Blofeld (Christoph Waltz) taunting Bond.
But there's no clearer example of this than Spectre's biggest misstep, its villain. Just a warning that I'm about to spoil the big twist of the movie. So the villain of Spectre is Christoph Waltz as classic Bond nemesis Ernst Stavro Blofeld. You know the bald guy in a Nehru jacket with a cat. Now bringing Blofeld is not necessarily a bad idea, I've been waiting for it since Casino Royale, but it's how they go about it that really doesn't work and almost ruins the entire film. The writers and filmmakers decide to make Blofeld a childhood acquaintance of Bond's who's held a longstanding grudge against the super spy, and he's framed the entire plot of the film as an attempt to ruin Bond's life basically out of petty jealousy. And not only that, they connect the villains and events of all of Craig's other Bond Films to Blofeld's weirdly convoluted plot. This just has the effect of undermining the events and impact of those other films and make Blofeld seem so over-arching as to be ridiculous.

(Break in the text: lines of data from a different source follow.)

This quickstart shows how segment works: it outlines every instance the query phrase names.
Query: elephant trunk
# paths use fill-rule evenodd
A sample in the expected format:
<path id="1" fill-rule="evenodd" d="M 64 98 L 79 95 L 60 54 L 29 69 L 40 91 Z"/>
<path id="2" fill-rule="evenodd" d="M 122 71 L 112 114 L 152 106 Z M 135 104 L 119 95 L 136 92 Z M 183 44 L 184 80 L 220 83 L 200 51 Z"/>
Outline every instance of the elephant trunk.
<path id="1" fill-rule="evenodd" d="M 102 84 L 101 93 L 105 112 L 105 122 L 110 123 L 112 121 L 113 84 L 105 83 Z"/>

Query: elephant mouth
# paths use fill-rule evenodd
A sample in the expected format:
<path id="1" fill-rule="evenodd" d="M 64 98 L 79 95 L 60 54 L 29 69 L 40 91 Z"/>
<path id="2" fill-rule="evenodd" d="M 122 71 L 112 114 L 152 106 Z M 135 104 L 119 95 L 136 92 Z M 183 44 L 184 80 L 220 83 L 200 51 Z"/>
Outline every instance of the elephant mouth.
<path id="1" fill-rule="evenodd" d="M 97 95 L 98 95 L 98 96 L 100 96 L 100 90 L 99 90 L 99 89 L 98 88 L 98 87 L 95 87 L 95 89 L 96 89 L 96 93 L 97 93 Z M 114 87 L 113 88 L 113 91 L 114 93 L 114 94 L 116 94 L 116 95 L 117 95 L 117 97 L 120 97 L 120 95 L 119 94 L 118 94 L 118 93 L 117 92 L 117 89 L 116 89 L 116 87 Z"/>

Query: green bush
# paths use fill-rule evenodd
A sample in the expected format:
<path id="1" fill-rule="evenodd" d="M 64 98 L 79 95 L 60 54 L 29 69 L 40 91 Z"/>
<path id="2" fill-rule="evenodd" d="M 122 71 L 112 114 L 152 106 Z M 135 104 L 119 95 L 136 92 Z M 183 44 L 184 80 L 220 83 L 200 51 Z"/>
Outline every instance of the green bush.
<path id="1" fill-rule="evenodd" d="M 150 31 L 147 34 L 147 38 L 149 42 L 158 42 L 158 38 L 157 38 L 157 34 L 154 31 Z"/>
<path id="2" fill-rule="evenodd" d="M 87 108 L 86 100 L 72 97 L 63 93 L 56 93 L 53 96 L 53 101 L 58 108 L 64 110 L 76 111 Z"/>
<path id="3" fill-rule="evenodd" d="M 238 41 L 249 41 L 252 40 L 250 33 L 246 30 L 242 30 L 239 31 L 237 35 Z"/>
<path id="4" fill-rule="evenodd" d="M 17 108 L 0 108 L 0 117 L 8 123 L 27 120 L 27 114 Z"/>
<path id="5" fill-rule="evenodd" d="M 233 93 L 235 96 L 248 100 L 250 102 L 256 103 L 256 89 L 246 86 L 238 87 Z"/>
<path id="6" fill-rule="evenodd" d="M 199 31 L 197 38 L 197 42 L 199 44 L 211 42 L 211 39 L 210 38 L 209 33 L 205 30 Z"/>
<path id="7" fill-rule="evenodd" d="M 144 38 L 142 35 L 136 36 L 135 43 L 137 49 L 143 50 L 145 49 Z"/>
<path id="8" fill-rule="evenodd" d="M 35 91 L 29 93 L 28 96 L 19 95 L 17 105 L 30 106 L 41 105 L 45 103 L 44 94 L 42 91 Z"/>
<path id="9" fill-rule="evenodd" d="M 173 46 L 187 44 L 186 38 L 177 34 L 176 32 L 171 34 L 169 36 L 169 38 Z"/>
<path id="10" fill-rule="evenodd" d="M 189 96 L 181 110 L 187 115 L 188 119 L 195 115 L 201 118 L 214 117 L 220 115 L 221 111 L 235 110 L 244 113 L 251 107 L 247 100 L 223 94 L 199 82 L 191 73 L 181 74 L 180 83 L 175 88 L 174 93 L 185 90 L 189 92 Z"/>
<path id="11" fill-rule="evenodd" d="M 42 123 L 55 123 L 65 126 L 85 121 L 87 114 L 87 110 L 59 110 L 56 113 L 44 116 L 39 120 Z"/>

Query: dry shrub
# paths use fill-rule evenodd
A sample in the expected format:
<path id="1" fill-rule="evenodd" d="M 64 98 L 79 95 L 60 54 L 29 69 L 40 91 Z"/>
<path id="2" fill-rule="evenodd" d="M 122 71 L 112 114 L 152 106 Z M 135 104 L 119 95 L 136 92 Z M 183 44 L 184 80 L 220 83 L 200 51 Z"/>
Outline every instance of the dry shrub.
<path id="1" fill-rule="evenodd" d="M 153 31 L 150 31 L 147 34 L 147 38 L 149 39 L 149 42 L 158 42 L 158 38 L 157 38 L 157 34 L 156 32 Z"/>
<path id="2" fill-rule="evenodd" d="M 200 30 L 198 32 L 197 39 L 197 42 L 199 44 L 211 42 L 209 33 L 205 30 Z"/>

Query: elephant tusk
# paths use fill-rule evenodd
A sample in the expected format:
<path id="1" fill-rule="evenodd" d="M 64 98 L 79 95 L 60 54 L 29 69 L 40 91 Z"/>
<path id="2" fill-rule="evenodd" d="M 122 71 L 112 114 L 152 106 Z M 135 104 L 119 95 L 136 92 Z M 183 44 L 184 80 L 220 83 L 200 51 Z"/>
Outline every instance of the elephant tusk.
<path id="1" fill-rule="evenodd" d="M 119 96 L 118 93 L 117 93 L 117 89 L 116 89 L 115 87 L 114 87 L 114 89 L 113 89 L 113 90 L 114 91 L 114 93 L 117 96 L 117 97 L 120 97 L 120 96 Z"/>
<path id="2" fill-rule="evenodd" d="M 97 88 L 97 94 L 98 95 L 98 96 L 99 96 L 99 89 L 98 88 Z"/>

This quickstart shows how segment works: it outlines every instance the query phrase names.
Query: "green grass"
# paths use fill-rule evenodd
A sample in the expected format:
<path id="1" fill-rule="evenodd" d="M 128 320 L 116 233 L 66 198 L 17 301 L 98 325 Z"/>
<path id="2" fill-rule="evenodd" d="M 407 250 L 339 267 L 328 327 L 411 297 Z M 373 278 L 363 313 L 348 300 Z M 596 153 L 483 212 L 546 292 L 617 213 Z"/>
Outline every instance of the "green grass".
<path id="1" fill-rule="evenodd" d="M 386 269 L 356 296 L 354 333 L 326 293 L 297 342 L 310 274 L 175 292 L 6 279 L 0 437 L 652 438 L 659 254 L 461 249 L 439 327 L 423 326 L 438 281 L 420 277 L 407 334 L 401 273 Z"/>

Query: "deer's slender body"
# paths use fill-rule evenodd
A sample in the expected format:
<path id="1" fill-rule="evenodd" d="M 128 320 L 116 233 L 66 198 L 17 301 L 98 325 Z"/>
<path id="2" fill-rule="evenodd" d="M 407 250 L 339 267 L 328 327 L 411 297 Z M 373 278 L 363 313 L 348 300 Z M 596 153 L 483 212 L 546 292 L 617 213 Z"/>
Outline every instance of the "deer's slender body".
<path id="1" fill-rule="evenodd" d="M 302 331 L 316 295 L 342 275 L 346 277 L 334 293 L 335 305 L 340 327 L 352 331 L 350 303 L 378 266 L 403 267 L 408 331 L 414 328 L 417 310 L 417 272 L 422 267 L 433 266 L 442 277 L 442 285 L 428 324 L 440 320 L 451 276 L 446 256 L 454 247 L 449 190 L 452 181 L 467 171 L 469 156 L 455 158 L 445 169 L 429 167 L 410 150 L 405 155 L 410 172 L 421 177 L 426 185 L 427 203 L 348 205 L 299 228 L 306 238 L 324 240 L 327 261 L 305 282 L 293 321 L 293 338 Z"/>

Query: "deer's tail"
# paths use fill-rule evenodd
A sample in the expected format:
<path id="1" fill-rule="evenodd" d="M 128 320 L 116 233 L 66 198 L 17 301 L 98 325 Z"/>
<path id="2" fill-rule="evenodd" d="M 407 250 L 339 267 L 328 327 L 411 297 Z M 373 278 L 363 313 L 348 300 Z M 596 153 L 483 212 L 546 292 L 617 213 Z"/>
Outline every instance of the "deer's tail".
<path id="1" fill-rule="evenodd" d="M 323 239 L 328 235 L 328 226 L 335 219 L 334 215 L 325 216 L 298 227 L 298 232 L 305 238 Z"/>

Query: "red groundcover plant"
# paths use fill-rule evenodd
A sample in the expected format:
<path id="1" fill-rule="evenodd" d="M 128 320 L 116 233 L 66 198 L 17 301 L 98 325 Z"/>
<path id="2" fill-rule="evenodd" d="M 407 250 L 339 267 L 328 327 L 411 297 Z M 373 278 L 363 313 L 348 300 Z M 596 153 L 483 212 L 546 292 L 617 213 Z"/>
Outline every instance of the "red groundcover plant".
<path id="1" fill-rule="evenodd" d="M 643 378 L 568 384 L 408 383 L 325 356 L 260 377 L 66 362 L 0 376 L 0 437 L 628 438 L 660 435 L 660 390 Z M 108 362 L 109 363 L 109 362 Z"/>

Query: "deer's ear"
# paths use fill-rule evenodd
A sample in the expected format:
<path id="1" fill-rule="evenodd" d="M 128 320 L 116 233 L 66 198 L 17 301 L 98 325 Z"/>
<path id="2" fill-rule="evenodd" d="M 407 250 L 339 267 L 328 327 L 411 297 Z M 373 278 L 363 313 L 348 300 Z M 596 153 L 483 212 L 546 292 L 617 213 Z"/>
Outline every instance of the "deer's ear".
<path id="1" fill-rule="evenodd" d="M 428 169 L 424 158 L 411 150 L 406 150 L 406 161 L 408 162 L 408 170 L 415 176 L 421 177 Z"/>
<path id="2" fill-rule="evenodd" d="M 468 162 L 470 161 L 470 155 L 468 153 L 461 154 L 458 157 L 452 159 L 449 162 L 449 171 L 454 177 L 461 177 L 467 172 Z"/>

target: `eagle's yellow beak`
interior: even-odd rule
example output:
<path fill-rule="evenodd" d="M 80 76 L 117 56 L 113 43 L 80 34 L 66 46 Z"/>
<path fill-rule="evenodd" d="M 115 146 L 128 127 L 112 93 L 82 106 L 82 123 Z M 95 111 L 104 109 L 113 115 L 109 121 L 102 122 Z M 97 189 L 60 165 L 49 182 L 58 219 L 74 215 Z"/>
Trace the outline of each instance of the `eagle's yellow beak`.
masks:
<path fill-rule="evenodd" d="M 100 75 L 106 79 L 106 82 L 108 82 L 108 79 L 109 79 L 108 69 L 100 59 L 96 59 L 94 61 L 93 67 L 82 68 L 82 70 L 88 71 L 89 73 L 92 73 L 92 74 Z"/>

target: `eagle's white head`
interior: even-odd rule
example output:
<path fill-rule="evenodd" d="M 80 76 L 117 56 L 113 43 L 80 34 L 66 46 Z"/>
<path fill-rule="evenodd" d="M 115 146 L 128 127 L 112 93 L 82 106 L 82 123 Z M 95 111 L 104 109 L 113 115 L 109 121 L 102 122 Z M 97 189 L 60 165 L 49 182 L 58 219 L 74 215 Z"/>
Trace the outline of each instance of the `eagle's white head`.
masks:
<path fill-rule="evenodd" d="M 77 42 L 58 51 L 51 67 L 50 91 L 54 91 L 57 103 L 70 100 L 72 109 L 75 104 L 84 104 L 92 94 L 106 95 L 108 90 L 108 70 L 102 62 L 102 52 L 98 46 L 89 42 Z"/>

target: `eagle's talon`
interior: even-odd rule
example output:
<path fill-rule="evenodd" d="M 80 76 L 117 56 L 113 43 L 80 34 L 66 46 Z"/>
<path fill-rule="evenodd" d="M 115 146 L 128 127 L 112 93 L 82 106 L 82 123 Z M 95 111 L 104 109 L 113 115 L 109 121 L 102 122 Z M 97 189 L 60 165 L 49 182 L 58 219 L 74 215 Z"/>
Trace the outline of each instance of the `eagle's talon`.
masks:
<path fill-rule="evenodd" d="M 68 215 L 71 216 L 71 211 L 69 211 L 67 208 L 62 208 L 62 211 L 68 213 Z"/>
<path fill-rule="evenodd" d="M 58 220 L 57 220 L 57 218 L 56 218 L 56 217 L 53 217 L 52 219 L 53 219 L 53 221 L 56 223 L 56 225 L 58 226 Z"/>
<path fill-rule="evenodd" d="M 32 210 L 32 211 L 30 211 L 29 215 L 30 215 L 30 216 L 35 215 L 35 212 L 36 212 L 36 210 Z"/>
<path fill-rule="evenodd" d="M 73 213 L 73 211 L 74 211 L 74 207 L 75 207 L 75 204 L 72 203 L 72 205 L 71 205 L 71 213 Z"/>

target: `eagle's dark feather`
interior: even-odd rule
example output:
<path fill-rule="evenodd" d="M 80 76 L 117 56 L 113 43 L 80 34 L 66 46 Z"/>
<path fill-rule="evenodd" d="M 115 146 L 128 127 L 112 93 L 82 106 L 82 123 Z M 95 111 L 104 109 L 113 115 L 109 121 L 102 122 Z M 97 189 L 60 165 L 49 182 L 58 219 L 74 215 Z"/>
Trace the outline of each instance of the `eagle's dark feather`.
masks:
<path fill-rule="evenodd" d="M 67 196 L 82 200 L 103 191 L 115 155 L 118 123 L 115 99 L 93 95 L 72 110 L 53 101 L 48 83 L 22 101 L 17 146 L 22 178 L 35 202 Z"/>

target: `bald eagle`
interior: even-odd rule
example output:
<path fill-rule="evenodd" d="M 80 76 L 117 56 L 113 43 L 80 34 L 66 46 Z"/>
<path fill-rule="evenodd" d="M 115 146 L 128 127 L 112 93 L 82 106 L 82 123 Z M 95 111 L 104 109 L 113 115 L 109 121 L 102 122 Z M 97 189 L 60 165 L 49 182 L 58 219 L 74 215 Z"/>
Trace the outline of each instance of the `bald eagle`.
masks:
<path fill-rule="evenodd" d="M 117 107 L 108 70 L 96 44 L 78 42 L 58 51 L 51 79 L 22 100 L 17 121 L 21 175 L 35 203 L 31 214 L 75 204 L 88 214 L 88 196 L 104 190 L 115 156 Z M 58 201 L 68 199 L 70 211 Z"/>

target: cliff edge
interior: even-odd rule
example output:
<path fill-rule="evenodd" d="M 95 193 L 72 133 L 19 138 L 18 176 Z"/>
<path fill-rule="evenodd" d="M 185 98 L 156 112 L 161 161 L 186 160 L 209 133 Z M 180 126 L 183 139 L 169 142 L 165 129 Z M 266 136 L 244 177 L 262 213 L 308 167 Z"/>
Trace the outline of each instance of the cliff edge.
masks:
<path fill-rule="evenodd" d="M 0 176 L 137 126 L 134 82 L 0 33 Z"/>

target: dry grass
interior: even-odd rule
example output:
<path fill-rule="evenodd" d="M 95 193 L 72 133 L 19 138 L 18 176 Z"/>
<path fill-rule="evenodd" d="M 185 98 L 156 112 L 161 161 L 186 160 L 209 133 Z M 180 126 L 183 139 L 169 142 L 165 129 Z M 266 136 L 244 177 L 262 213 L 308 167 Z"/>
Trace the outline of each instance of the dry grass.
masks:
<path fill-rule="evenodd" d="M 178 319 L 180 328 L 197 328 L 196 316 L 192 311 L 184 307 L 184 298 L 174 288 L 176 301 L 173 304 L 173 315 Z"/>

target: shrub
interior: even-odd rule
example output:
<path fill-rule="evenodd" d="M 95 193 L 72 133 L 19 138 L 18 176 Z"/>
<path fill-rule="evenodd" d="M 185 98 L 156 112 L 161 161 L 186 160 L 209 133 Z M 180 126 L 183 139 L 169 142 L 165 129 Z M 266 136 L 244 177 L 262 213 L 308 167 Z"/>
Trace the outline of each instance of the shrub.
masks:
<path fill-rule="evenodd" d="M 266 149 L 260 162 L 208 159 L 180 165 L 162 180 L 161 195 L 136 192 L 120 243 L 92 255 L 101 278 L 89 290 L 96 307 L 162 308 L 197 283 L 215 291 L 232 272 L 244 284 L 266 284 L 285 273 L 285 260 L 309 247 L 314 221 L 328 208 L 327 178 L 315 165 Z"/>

I personally disagree with the notion of giving Blofeld and Bond a personal connection to justify their conflict, especially because it makes Blofeld seem really petty to go through so much work just to mess up one guy's life, but under different circumstances it could have worked. By connecting all the films together and making Blofeld's motivation so petty (okay, sure, he'd also have control of MI6 but that's clearly a side-benefit for him) it comes across more like a parody of a Blofeld-esque mastermind than the real thing. None of this is to disparage Christoph Waltz though, who almost makes this mess of a character work, the man was born to play a classic Bond villain.

That's kind of the whole problem with Spectre. It has a lot of good ideas about how to follow up Skyfall and revive the classic Bond formula, but how the filmmakers execute those ideas doesn't work. Madeleine Swann is another case of this. Writing a post-feminist Bond Girl is challenging enough, and the film has some interesting ideas about how being the daughter of a man like Bond gives her a unique insight into his character, but it never really does anything with that idea. I do give the film credit for framing the one time Bond sleeps with her as more of a mutual "Yeah, we didn't get killed" outburst than him conquering her. Dave Bautista's henchman character Hinx suffers from the same problem. The film sets him up as a big physical threat, helped by Bautista just naturally looking very intimidating, but despite a few good fights with Bond it never really pays off. I felt like they should have had one more big confrontation before the movie ended.

Ultimately, Spectre is kind of disappointing. It's not as good or as thought out as Skyfall, despite some good instincts on how to further Bond after that film. But despite all of its narrative failings, it's succeeds enough on the technical level to stay watchable. The actors all do well, especially Naomie Harris, Ben Whishaw, and Ralph Fiennes as Bond's MI6 support team back in London, despite the failings of the script. The action is exciting and the opening in Mexico City is very nice. Not Great Bond, but satisfactory. I'd probably be kinder to it if it weren't coming off the excellent Skyfall.